Having faith in Jesus has added to my expectancy of greater things.
But, after working for many years I found myself in yet another job that didn't allow me to use my full potential. It was one of the best paying jobs I've ever had but due to some issues at the job I found myself very unhappy and questioning everything.
The year was 2020, amidst the chaos of covid and political upheaval, the enjoyable things in life had to be put on hold. That made it a very stressful year for many people and perhaps that's what caused some of the extra tension at the job but I was getting more and more discouraged every day.
I live alone, with my three dogs and five bunnies, and most of the time I enjoy being alone with my pack. But my family is the most important thing to me, aside from Jesus, and I hadn't been able to see my family in months.
I had considered starting a side business to help give me something positive to focus on. I was tossing the idea around for a few days when I got a call from my elderly mother.

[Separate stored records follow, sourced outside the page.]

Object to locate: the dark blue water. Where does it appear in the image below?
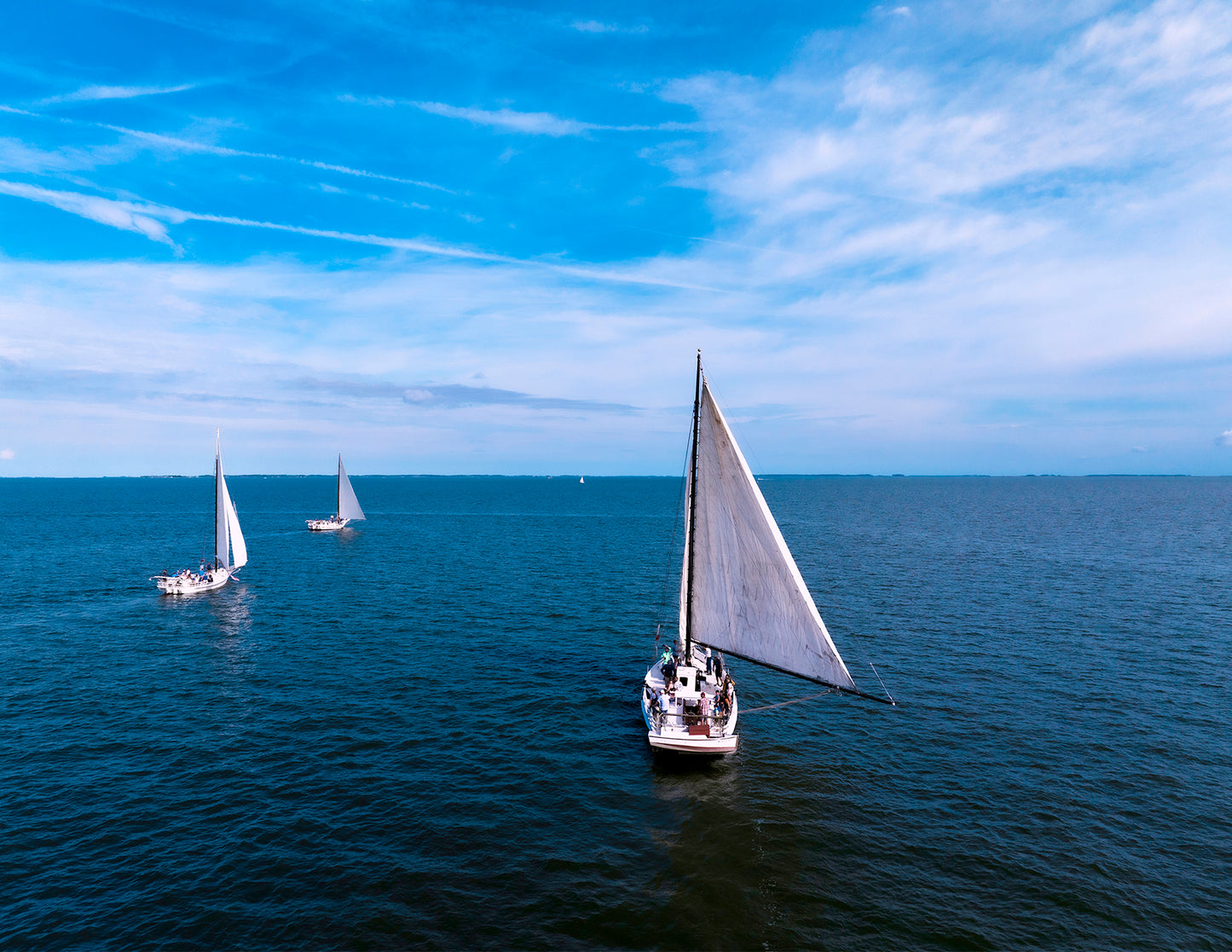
[0,476,1232,949]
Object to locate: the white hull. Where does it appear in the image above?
[642,659,739,756]
[150,569,232,595]
[304,516,351,532]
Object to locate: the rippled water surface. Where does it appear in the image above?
[0,476,1232,949]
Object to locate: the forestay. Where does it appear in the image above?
[214,456,247,569]
[681,381,855,689]
[338,454,366,518]
[223,487,247,569]
[214,453,232,565]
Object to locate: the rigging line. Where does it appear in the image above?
[869,661,898,707]
[654,413,692,645]
[740,689,834,717]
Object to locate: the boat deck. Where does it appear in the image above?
[642,659,739,753]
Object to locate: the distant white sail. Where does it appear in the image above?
[681,381,855,689]
[338,453,367,518]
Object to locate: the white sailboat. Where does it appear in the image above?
[642,352,894,755]
[304,453,367,532]
[150,431,247,595]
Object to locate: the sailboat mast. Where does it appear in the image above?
[685,349,701,664]
[214,430,227,568]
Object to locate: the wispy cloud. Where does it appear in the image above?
[0,179,714,291]
[338,94,696,138]
[34,83,200,106]
[570,20,651,36]
[0,180,176,247]
[0,106,456,194]
[293,378,639,414]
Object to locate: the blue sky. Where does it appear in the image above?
[0,0,1232,476]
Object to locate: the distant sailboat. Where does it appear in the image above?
[304,453,367,532]
[642,352,894,755]
[150,431,247,595]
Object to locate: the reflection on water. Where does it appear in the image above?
[208,581,257,639]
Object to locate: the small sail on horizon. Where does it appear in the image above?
[680,377,855,689]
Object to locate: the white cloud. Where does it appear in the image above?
[0,180,176,247]
[570,20,651,34]
[408,102,599,136]
[338,95,696,138]
[34,83,199,106]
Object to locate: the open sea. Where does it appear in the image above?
[0,476,1232,951]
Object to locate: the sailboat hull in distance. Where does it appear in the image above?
[305,516,351,532]
[642,649,739,758]
[154,568,230,595]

In one phone call she told me that her doctor told her that she may need to have her leg amputated if they didn't get an issue under control. She also told me that my dad, who had been my best friend for years, had just been diagnosed with Parkinson's Disease and Alzheimer's.
That phone call changed my life - forever!
It started a chain of thoughts that prompted actions to change my life.
My dad had worked 2-3 jobs to provide for us while we were growing up, he and my mom had looked forward to retirement so they could travel and begin enjoying their lives. Now here they are, retired and facing what they are facing. I didn't want that to happen to me.
I began asking myself why I was staying at a job that made me feel so sad, especially when there was no room for advancement and as well as I was being paid, I still couldn't afford "my dream". So, after much prayer, thoughts and tears I decided to quit my job and start my own business.
Okay, this post is getting too long...I'll finish more later.